私は、我々すべてが、この悪に対する無抵抗の問題に関して、往時何が成され、何が言われ、何が書かれたかを知って居るのを知って居た。私は教会の教父達、オリゲン、テルチュリアン、その他の人々がこの問題について何を語ったかを知って居た。私はまた、メノニッツやヘルニュウータスやクエーカァ教徒のごとく、キリスト者にして武器を用ゆる事を禁じて、軍隊的奉仕を履行しないところの、あるいわゆる宗派なるものの存在して居るのを知って居た。しかしまた私は、これらのいわゆる宗派がこの問題の教育に対してはほとんど何事をもして居ないのを知って居た。
私の予想のごとく、私の著書はロシアの検閲官によって禁じられた。しかし、半ばは作家としての私の名声と、半ばはそれによって惹起された興味とによって、その著書はロシアでは手書や石板刷りでもって、外国では翻訳でもって流布された。一方では私の見解に同感の人々から、この同じ問題について書かれたものについての多くの報告がやって来、他方では又その中に表現されて居る見解について沢山の批評を喚び起こさす事となった。
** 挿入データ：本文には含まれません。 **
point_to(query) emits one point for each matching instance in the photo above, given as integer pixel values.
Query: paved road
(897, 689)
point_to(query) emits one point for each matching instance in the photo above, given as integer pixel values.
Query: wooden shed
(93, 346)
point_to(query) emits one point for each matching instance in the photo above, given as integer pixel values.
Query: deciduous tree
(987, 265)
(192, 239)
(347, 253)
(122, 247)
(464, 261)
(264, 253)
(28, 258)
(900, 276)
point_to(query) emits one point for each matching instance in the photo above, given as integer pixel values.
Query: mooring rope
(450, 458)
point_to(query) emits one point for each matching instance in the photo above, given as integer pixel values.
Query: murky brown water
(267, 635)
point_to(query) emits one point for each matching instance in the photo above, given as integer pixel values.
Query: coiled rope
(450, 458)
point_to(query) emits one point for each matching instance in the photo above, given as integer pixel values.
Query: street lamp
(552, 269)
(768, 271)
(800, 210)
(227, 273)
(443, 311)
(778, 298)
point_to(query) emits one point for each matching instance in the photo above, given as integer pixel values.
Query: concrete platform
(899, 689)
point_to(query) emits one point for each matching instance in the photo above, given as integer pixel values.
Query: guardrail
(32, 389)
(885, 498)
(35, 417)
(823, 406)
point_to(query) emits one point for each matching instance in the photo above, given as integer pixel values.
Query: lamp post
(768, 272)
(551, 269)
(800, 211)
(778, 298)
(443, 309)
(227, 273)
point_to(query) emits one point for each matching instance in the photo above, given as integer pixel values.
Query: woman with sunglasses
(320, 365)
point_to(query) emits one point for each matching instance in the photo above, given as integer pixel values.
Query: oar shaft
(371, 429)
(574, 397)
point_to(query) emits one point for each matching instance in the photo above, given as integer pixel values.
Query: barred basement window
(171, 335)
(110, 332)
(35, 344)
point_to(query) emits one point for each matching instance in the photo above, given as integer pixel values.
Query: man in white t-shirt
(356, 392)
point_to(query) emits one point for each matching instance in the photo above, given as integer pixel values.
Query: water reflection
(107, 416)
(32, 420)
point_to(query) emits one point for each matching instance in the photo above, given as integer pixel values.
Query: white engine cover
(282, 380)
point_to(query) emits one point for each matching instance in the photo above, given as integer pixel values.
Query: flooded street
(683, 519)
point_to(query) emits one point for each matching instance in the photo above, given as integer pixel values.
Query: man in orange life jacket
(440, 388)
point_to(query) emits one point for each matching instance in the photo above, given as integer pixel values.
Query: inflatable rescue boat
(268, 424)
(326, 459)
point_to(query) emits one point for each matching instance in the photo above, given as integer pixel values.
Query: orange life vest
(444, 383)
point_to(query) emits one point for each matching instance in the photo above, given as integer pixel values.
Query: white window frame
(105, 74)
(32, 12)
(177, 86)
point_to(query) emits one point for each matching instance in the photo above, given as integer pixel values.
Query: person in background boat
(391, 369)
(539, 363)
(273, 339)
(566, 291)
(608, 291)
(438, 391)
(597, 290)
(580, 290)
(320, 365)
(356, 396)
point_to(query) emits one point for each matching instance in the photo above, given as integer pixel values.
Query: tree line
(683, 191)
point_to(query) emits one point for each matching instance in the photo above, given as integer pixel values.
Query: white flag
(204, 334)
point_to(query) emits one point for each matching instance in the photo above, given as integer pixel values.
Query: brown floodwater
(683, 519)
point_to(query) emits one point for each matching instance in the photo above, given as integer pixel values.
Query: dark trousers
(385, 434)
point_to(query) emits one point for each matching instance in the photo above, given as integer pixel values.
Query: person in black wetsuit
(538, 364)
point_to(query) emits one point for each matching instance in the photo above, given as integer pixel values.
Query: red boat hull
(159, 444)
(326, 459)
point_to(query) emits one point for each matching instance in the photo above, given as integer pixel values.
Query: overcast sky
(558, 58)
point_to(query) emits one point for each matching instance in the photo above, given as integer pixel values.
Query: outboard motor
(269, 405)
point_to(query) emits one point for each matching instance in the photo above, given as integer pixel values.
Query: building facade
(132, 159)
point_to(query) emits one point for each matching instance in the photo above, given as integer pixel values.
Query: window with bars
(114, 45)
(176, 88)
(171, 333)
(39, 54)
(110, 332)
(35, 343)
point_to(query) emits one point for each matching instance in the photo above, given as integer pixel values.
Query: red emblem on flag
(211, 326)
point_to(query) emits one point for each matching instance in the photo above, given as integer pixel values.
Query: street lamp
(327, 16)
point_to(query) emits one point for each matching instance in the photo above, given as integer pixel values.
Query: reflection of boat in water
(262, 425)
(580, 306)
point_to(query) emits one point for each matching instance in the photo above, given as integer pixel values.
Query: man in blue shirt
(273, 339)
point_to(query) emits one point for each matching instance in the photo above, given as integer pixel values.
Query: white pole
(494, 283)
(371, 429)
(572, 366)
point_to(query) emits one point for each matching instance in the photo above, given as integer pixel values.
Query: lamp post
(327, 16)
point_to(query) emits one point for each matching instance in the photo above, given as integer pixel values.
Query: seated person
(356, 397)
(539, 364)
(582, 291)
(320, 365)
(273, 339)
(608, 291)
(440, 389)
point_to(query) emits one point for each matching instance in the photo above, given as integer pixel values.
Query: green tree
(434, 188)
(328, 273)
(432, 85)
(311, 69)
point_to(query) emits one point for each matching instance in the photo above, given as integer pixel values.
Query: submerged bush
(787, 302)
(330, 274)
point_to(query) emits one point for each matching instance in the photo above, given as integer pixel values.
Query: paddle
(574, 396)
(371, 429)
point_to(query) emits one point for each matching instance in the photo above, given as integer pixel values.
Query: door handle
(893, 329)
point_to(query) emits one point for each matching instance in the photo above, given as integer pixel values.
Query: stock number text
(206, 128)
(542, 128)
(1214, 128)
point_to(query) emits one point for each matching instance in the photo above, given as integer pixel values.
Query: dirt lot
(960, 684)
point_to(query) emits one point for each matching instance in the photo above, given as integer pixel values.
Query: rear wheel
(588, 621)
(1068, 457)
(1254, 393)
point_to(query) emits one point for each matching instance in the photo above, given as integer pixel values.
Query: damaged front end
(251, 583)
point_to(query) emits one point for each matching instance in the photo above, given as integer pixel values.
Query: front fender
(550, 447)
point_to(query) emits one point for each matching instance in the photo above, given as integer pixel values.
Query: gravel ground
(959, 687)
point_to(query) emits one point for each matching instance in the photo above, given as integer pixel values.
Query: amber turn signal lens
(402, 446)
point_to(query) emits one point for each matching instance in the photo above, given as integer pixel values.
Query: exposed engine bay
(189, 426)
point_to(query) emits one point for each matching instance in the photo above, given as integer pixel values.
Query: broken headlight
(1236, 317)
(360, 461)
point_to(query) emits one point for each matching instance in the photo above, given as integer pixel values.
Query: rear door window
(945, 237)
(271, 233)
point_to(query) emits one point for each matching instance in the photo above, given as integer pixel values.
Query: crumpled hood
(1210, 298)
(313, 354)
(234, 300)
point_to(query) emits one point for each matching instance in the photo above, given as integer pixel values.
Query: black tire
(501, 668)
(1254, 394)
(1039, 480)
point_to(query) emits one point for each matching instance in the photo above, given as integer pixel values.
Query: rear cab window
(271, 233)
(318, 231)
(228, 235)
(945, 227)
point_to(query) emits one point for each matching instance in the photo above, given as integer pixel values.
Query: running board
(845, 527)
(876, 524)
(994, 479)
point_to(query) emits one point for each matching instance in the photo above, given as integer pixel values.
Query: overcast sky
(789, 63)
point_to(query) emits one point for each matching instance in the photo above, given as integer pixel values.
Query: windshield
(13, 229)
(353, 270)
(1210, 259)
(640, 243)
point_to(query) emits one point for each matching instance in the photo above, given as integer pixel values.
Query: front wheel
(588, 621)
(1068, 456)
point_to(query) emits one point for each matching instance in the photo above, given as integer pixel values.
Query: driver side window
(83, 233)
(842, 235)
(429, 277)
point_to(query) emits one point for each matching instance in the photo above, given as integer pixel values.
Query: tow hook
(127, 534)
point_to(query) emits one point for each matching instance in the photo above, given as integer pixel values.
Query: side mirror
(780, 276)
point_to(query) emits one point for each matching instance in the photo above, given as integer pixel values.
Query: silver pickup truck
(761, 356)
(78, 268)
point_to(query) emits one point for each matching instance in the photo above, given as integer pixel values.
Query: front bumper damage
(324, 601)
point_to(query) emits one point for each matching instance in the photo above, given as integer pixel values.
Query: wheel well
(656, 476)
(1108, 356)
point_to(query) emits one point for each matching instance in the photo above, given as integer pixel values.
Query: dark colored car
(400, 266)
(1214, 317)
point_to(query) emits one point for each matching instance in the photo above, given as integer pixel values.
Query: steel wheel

これらの一つ一つは、近年の史的出来事と共に多くの事を私に明らかにしてくれ、私を新しい推論と結論に導いてくれた。それを今私は述べようとして居るのである。
最初に私はこの悪に対する無抵抗の問題の歴史に関して受取った報告について語り、次にはキリスト教を信奉していると称する宗教的批評家及び、それを告白しない世俗的批評家によって表白されたこの問題に対する意見を語り、最後にすべてこれらによってまた、ここ数年間の歴史的事実によって持ち来されたところの結論を述べようと思う。